In vertebrates, there are many different kinds of different retinal ganglion cells that convey different kinds of data to the brain. Retinal ganglion cells are the output cells of the retina. What they convey is the post-retina-processed information.
Not all of them go to the same place. Most project retinotopically from the retina to the optic tectum (or superior colliculus; same thing different name in different species). These cells are involved in information about where things are in space around the animal. The retina can be considered a flat sheet of cells, each receiving light from different parts of the visual field, so do cells from each part of the retina project to the optic tectum in manner that maintains the topology of the visual field. Thus, the population of cells at each step a long this visual pathway maintains the spatial relationships of the parts of the visual field.
Here is an actual look at visually evoked activity in the optic tectum of a larval zebrafish as shown by calcium sensitive, light emitting reporter protein in tectal cells as it watches a prey item (a large paramecium) zip around (in speeded up time). In this, you can see the paramecia and the optic tectum, but not the rest of the immobilized fish.

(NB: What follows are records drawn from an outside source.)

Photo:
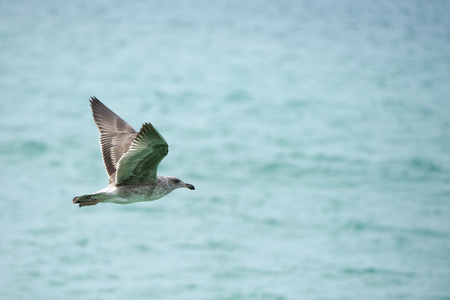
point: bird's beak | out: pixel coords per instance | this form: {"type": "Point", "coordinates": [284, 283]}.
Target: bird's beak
{"type": "Point", "coordinates": [189, 186]}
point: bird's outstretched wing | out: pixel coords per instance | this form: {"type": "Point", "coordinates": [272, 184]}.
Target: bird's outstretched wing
{"type": "Point", "coordinates": [116, 135]}
{"type": "Point", "coordinates": [139, 165]}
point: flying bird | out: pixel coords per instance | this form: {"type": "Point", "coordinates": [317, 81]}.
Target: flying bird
{"type": "Point", "coordinates": [131, 160]}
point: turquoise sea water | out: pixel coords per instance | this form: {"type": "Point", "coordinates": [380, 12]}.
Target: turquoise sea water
{"type": "Point", "coordinates": [316, 133]}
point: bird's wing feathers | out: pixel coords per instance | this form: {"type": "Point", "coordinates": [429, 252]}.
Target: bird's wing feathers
{"type": "Point", "coordinates": [116, 135]}
{"type": "Point", "coordinates": [140, 163]}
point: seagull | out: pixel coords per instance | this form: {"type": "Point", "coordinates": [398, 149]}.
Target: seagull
{"type": "Point", "coordinates": [131, 160]}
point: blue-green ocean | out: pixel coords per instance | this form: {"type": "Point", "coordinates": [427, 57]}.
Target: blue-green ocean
{"type": "Point", "coordinates": [316, 133]}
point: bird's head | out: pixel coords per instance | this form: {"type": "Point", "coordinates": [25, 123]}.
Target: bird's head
{"type": "Point", "coordinates": [178, 183]}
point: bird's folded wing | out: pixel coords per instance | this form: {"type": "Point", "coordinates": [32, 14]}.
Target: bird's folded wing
{"type": "Point", "coordinates": [139, 165]}
{"type": "Point", "coordinates": [116, 135]}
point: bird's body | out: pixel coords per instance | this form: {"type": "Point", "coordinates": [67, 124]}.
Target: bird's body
{"type": "Point", "coordinates": [131, 160]}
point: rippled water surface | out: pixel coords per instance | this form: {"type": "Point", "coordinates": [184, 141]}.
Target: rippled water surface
{"type": "Point", "coordinates": [317, 134]}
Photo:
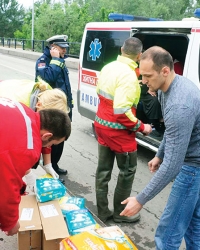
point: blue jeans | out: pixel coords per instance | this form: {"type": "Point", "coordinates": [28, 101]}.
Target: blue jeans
{"type": "Point", "coordinates": [181, 217]}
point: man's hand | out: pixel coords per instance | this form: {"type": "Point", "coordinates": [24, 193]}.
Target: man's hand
{"type": "Point", "coordinates": [14, 230]}
{"type": "Point", "coordinates": [54, 52]}
{"type": "Point", "coordinates": [132, 207]}
{"type": "Point", "coordinates": [147, 129]}
{"type": "Point", "coordinates": [48, 168]}
{"type": "Point", "coordinates": [154, 164]}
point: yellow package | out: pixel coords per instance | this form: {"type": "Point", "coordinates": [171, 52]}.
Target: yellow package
{"type": "Point", "coordinates": [103, 238]}
{"type": "Point", "coordinates": [45, 176]}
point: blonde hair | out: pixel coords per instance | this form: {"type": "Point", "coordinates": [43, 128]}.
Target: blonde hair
{"type": "Point", "coordinates": [52, 98]}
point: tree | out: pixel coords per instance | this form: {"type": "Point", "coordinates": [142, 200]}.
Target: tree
{"type": "Point", "coordinates": [11, 17]}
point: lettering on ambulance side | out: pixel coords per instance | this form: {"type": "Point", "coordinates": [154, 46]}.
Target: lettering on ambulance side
{"type": "Point", "coordinates": [89, 99]}
{"type": "Point", "coordinates": [89, 77]}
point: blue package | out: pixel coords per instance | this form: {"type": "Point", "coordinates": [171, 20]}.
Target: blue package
{"type": "Point", "coordinates": [71, 203]}
{"type": "Point", "coordinates": [48, 189]}
{"type": "Point", "coordinates": [77, 220]}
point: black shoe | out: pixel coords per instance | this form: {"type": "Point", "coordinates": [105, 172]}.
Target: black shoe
{"type": "Point", "coordinates": [62, 181]}
{"type": "Point", "coordinates": [61, 171]}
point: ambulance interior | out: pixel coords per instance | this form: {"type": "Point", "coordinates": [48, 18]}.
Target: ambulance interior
{"type": "Point", "coordinates": [173, 40]}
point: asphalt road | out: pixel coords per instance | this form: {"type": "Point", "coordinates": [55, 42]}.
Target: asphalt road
{"type": "Point", "coordinates": [80, 159]}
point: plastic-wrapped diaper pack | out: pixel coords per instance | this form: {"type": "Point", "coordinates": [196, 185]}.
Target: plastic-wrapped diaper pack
{"type": "Point", "coordinates": [71, 203]}
{"type": "Point", "coordinates": [49, 189]}
{"type": "Point", "coordinates": [80, 220]}
{"type": "Point", "coordinates": [103, 238]}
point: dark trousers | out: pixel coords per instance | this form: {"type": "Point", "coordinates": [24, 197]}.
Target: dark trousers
{"type": "Point", "coordinates": [56, 152]}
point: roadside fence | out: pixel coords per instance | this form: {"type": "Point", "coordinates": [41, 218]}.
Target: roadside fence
{"type": "Point", "coordinates": [37, 45]}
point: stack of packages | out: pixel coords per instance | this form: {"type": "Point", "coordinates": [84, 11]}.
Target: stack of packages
{"type": "Point", "coordinates": [84, 231]}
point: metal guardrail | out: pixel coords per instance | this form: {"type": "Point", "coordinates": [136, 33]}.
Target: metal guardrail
{"type": "Point", "coordinates": [37, 45]}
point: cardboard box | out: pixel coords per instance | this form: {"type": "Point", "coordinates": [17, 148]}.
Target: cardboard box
{"type": "Point", "coordinates": [53, 223]}
{"type": "Point", "coordinates": [30, 232]}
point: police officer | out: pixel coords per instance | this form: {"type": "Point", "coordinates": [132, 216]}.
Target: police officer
{"type": "Point", "coordinates": [51, 68]}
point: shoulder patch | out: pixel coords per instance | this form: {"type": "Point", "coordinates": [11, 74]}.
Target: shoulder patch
{"type": "Point", "coordinates": [41, 65]}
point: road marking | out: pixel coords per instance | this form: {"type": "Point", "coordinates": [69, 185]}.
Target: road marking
{"type": "Point", "coordinates": [16, 70]}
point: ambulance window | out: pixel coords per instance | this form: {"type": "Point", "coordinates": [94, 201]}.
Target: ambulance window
{"type": "Point", "coordinates": [102, 47]}
{"type": "Point", "coordinates": [176, 44]}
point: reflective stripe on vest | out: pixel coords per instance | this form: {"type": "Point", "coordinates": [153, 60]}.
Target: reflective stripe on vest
{"type": "Point", "coordinates": [58, 63]}
{"type": "Point", "coordinates": [115, 125]}
{"type": "Point", "coordinates": [28, 125]}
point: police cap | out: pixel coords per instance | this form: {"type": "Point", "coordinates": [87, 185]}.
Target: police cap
{"type": "Point", "coordinates": [60, 40]}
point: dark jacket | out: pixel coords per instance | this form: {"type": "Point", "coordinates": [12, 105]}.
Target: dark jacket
{"type": "Point", "coordinates": [54, 71]}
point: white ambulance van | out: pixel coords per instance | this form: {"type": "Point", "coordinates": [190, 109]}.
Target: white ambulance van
{"type": "Point", "coordinates": [102, 42]}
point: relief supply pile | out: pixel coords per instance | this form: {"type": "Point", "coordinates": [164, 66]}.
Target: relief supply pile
{"type": "Point", "coordinates": [52, 220]}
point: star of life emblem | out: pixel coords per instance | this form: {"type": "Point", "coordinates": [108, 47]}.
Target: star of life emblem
{"type": "Point", "coordinates": [95, 52]}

I am guessing this is the kind of thing you are most interested in.

Some other retinal outputs project to other areas of the brain (such as pineal or SupraChiasmatic Nucleus (SCN) to convey general illumination information to the circadian rhythm parts of the brain. The spatial origin of the visual inputs are not so important in this case and the spatial relationships with th evisual field are probably discarded.

Here is a (probably incomplete) list of vertebrate retinal ganglion cells from wikipedia with some of their properties. I am also thinking lists like this are what you are looking. I have seen more extensive ones, but they are probably tucked away in specialist (retinal or visual science) literature. If you can get into a university research library where a department has a bunch iof vision researchers you could probably find many books and journals on this.
There are also central vs. peripheral differences in the output cells (more or certain kinds centrally of peripherally) and some animals have differences between areas of the retina that will be looking at the sky (predators?) vs. other areas. An extreme case of this could probably be found in the Anableps (four eyed) fish, which swims around in shallow areas with the top halves of its eyes out of the water, looking around through the air, while the bottom halves of its eyes are looking through the water. The different top and bottom areas of these eyes would be expected to have different output cells looking at different properties, but I could not find any studies on this.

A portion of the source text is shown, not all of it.